Where things go from here is anyone’s guess. An effort at détente after a fractious election could calm things down for a period, but the forces at work here go much deeper and the scale and seriousness of China’s challenge only seems to have become clear to Western leaders in the past few months. The events now set in train take time to fully play out.

What does that mean for us as investors? To be clear, we rarely let geopolitical concerns sway our investment calculations. We remain focused first and foremost on trying to identify great businesses run by great management at a reasonable price to own for the long term. This is a bottom-up, company-by-company process. Yet we cannot ignore the fact that the world’s two largest economies will henceforth prioritize national security interests over economic cooperation. This has far-reaching consequences.

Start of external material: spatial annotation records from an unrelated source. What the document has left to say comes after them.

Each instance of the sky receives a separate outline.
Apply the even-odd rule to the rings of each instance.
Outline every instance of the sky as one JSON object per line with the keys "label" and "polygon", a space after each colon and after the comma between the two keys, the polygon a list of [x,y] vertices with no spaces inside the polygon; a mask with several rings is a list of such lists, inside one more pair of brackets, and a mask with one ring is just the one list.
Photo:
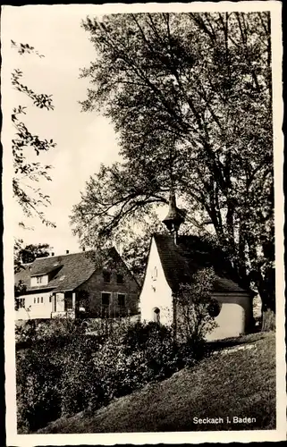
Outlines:
{"label": "sky", "polygon": [[[14,234],[25,243],[48,243],[55,253],[79,249],[69,224],[72,207],[79,203],[86,181],[98,171],[100,164],[118,158],[111,123],[96,113],[81,112],[79,104],[85,99],[89,86],[88,80],[79,79],[80,69],[89,66],[96,55],[80,21],[95,13],[95,5],[89,4],[4,6],[3,10],[4,65],[21,69],[24,83],[38,93],[53,95],[55,105],[54,111],[38,109],[23,94],[10,92],[10,110],[20,104],[27,105],[24,122],[29,130],[56,143],[55,148],[37,160],[54,166],[52,181],[43,181],[39,186],[50,196],[52,205],[45,208],[45,214],[56,228],[43,225],[38,218],[26,218],[24,223],[33,230],[21,230],[18,222],[23,220],[22,213],[13,205]],[[28,43],[45,57],[19,55],[11,48],[10,39]]]}

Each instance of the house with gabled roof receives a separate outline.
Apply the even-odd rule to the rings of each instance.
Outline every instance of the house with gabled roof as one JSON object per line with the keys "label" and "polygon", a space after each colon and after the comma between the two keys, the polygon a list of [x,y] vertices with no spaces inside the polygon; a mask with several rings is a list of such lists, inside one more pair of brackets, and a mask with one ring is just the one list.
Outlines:
{"label": "house with gabled roof", "polygon": [[15,274],[19,282],[16,319],[138,313],[139,286],[114,248],[100,263],[91,251],[36,258]]}
{"label": "house with gabled roof", "polygon": [[197,236],[178,234],[184,221],[171,193],[169,212],[163,221],[170,234],[154,234],[143,286],[139,295],[141,321],[156,321],[176,327],[179,288],[192,283],[193,274],[205,267],[215,273],[210,309],[216,323],[207,339],[234,337],[249,332],[252,325],[254,294],[232,278],[224,265],[224,257]]}

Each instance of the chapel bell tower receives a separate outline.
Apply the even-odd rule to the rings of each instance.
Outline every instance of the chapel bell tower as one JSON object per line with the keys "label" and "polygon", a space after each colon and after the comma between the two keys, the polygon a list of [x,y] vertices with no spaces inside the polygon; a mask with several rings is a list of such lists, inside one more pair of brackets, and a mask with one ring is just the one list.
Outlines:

Geopolitical risks like a China-US de-coupling are the kind of rare, but momentous events that investors often struggle with. They present two problems. First, experience counsels that it’s best to ignore them (similar to previous pandemic-related sell offs before this one).


Second, a new geopolitical arrangement is so difficult to envision, it simply gets thrown in the ‘too hard’ basket.

For probably every investor alive today it has never paid to worry about geopolitical risk. Just ask any investor in Korean stocks that panicked and sold when North Korea fired a rocket or conducted some other form of provocation. So most investors silo their thinking; aware of the rising geopolitical issues, but unable or unwilling to incorporate those events into the investment domain.

The problem with experience is that like the turkey who gets fed day after day, one day it turns out to be Christmas.

Today’s investors may have never experienced this type of disruption, but it is also hard to argue they are actually rare. Like pandemics, geopolitical conflict occurs with depressing frequency.

If you take US and European history since the year 1700, I count at least six major conflagrations including the War of the Spanish Succession, the 7 Years War, the Napoleonic Wars, the US Civil War, WWI and WWII. That is a combined 54 years of major war over the span of just over 320 years or 17 years of conflict in every century. A near one-in-five chance is hardly remote!

The second problem is envisioning what this new investment environment will look like? Not only is it different to the arrangements that governed the last 40 years, it is likely to be different from past episodes of conflict. History may be a useful guide, but imperfect. We tend to think of cold war scenarios or the last hot wars involving planes, tanks, ships and rockets. That might be possible, but we could also be dealing with a hybrid form of strategic competition along the dimensions of economics, finance, technology, information, and influence. Thought of in that way, this conflict has probably already begun.

We don’t mean to be all doom and gloom. The case for investing in strong business franchises with pricing power, wide profit margins, high returns on capital, a reasonable growth outlook and run by capable management is as strong as ever. Investing globally, wherever the best returns are available, still makes enormous sense but will require an additional layer of thinking.

As a first practical step we are trying to ensure that the businesses we invest in are not acutely exposed to the risk of a possible US-China conflict. This may limit our options, but it’s a small cost in order to build some resiliency into our investments.